Flask felt lighter, but then you spend weeks gluing together extensions for validation, documentation, authentication, and database connections. Every project becomes a custom framework.

FastAPI hit the sweet spot: lightweight like Flask, but batteries-included for API development. Plus, the automatic OpenAPI documentation meant I could finally stop maintaining API docs by hand.

The performance didn't hurt either. FastAPI benchmarks closer to Node.js and Go than traditional Python frameworks. For APIs that actually get used, this matters.

The Setup That Doesn't Lie to You

Most FastAPI tutorials show you this:

from fastapi import FastAPI

app = FastAPI()

@app.get("/")
def read_root():
    return {"Hello": "World"}

# Then: uvicorn main:app --reload

This works great for demos. It's catastrophic for production.

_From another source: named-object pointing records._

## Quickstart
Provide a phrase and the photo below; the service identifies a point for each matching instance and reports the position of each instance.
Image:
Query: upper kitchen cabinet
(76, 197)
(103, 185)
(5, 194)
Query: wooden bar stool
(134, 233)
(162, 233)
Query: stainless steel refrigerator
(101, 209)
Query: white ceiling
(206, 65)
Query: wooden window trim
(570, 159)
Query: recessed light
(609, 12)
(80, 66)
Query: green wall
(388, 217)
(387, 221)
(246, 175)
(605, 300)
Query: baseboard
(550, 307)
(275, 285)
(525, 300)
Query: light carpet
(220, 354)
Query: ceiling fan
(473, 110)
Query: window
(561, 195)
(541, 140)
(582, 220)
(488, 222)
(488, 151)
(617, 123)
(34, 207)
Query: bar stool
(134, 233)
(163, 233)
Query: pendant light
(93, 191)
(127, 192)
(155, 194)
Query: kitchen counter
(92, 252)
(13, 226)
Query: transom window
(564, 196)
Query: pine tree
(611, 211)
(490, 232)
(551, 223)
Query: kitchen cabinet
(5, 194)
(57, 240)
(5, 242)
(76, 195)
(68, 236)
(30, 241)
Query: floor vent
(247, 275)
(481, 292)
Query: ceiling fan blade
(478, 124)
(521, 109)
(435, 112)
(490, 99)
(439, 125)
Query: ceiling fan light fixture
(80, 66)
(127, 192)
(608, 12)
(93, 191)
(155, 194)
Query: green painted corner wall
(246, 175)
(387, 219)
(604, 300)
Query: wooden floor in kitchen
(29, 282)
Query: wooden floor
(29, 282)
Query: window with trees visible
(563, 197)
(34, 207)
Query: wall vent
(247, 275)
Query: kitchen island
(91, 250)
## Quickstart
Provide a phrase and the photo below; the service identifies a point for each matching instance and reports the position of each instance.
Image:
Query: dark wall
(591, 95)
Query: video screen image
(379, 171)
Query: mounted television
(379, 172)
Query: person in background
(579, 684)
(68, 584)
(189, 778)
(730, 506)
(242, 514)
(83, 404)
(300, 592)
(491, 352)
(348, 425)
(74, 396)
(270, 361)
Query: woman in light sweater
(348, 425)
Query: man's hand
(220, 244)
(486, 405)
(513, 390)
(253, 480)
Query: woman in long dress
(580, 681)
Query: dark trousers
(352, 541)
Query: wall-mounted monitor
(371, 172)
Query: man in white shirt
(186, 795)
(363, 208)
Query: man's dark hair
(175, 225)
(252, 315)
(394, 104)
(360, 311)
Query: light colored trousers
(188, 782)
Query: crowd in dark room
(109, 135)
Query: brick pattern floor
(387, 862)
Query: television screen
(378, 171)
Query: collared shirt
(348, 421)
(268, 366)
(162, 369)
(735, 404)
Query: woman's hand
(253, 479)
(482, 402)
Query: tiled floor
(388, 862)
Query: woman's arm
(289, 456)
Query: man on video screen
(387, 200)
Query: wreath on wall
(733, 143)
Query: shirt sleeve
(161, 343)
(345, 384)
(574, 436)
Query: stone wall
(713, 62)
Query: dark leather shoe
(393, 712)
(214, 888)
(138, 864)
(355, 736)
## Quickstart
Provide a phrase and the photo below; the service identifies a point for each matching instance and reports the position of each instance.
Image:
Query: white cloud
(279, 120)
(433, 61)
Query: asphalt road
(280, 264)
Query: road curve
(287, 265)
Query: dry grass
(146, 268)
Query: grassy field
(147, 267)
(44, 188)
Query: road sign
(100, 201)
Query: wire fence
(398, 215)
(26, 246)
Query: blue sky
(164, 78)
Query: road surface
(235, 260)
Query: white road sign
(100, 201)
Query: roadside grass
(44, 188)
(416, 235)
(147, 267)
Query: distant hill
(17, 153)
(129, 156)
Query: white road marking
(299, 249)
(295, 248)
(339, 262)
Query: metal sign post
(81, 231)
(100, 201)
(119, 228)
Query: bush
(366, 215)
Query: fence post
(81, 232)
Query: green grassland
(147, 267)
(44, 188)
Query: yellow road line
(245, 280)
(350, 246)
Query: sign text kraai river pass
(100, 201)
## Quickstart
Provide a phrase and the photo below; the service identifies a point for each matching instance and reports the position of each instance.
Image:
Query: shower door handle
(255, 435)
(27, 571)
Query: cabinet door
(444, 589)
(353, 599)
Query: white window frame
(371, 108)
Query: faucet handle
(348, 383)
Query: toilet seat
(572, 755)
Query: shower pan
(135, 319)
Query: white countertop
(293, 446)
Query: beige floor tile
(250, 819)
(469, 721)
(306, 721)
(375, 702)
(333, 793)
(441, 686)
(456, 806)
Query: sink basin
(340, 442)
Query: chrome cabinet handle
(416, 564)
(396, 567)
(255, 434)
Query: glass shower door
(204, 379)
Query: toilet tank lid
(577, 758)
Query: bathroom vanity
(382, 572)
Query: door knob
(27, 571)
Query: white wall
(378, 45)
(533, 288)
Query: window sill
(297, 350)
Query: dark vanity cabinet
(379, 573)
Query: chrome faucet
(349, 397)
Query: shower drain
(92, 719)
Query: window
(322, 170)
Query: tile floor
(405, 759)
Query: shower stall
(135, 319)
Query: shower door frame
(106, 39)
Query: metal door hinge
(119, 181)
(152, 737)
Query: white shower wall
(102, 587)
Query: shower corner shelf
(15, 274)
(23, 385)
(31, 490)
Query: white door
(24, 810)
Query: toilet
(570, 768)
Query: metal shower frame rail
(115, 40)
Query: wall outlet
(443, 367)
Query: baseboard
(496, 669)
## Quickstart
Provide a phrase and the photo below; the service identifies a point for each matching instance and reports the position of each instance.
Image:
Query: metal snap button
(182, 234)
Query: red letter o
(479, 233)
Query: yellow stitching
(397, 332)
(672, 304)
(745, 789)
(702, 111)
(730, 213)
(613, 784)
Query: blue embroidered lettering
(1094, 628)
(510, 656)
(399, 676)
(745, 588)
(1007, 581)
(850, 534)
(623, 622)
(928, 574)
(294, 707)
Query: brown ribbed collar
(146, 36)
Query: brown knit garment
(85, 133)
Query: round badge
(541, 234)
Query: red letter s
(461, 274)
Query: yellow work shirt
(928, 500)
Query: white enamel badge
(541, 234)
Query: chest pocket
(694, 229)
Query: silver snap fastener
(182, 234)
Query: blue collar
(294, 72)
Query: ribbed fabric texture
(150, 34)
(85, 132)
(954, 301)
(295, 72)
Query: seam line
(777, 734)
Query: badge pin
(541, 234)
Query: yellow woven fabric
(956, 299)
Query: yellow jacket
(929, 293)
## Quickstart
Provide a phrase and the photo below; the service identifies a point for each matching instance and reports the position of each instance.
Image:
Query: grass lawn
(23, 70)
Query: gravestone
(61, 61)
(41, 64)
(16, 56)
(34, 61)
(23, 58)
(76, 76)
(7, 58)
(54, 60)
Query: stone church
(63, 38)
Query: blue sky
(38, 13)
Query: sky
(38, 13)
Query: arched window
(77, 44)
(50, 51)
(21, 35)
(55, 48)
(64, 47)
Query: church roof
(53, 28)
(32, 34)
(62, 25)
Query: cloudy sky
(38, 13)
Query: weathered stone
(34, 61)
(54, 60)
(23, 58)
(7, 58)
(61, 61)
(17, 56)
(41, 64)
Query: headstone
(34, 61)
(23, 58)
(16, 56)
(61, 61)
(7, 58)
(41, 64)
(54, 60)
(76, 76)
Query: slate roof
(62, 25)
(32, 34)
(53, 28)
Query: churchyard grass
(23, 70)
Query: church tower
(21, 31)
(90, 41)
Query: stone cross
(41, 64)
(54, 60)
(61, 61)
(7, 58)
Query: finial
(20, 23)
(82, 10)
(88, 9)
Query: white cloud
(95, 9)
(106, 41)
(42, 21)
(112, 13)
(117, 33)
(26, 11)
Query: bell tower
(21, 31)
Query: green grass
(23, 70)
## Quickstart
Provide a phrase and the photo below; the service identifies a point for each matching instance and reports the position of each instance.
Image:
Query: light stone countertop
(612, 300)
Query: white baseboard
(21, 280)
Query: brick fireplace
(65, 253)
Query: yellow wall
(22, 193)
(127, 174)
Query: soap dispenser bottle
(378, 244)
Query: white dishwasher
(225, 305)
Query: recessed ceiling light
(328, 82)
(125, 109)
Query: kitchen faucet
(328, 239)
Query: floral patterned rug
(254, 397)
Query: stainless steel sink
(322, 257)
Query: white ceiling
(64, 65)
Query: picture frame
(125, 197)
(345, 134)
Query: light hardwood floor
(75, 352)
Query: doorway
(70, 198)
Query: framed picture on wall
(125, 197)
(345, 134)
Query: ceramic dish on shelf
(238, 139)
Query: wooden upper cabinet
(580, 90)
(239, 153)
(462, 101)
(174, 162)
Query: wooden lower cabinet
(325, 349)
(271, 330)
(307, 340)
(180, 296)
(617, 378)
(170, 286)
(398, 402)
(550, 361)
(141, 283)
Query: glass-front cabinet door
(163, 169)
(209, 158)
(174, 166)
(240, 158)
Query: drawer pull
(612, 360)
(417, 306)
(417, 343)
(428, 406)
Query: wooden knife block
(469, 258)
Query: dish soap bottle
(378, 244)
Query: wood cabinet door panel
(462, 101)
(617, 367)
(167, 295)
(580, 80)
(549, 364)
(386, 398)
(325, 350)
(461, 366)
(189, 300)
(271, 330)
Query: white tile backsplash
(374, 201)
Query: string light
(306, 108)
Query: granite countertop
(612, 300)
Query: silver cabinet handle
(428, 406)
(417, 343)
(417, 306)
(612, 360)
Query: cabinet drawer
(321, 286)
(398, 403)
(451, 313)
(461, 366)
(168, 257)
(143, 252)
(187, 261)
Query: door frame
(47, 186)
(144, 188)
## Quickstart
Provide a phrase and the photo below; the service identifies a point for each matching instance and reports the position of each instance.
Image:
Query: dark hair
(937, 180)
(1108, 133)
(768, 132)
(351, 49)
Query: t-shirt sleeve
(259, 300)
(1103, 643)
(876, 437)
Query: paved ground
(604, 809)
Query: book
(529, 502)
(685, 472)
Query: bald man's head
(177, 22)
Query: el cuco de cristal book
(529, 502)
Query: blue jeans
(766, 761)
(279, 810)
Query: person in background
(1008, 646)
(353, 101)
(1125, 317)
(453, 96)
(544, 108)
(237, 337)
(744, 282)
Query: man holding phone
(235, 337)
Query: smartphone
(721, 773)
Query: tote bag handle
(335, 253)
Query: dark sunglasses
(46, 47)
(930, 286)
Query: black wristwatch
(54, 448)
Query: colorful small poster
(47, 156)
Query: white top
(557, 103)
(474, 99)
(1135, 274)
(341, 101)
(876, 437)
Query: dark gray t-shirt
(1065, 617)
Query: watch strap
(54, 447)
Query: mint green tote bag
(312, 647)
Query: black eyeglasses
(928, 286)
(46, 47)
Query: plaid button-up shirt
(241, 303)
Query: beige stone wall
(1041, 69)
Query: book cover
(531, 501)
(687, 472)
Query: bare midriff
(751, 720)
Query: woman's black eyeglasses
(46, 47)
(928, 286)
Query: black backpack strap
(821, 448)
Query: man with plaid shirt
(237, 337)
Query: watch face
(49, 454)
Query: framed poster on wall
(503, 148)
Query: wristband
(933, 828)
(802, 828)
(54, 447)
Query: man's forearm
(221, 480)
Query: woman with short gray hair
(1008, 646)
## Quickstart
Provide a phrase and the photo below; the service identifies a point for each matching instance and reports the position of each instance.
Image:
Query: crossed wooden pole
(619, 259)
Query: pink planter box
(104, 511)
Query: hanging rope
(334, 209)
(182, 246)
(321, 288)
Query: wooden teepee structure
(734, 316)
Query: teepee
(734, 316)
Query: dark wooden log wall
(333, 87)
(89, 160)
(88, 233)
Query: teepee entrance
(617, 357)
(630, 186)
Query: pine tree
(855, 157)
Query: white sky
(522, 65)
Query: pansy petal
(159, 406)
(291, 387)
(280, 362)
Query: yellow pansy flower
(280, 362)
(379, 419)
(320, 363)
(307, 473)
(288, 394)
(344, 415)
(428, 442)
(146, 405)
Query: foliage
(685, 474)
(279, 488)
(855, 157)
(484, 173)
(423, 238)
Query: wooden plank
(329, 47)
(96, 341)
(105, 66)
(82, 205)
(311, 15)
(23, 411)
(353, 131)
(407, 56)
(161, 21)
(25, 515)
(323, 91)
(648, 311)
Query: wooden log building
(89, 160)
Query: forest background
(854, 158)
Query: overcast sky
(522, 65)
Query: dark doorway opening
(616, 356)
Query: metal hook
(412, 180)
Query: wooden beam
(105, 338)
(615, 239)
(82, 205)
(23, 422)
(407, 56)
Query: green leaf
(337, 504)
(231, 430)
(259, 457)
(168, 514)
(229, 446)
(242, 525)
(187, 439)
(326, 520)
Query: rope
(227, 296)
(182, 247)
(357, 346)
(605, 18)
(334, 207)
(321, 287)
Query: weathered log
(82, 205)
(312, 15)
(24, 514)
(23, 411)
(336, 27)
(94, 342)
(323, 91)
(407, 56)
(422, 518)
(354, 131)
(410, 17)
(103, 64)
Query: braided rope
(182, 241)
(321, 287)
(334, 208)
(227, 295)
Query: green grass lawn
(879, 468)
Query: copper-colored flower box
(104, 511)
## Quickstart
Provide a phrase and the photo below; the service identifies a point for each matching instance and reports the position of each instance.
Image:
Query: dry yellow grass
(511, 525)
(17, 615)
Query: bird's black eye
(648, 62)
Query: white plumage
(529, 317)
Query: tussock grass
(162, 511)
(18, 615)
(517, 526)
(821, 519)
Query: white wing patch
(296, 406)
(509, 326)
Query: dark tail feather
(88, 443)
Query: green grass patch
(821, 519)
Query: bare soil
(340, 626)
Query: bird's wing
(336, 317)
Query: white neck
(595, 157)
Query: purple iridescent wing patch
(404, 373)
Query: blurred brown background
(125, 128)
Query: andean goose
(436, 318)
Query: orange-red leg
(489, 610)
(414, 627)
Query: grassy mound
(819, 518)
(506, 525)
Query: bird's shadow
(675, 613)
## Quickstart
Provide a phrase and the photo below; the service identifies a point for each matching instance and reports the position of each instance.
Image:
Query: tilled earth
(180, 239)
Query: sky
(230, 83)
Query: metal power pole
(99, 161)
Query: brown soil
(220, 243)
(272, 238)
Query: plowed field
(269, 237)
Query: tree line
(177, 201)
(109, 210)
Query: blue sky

Here's what a real FastAPI project structure looks like:

your-api/
├── app/
│   ├── __init__.py
│   ├── main.py              # Application factory
│   ├── config.py            # Settings management
│   ├── dependencies.py      # Dependency injection
│   ├── models/
│   │   ├── __init__.py
│   │   └── user.py          # Pydantic models
│   ├── routers/
│   │   ├── __init__.py
│   │   ├── auth.py          # Authentication endpoints
│   │   └── users.py         # User management endpoints
│   ├── services/
│   │   ├── __init__.py
│   │   └── user_service.py  # Business logic
│   └── database/
│       ├── __init__.py
│       └── connection.py    # Database setup
├── requirements.txt
├── requirements-dev.txt     # Development dependencies
├── docker-compose.yml
├── Dockerfile
├── gunicorn.conf.py         # Production server config
└── alembic/                 # Database migrations
    └── versions/

I know it looks like overkill for a simple API. Trust me on this one. I've refactored too many "simple" FastAPI apps that grew into unmaintainable messes.

gunicorn.conf.py: The File That Saves Your Sleep

Every FastAPI tutorial tells you to use uvicorn main:app --reload. That's great for development. For production, it's a recipe for 2 AM phone calls.

Uvicorn is a single-process server. If it crashes, your entire API goes down. If you get a traffic spike, it can't scale. If you have a memory leak, it'll eventually consume all available RAM.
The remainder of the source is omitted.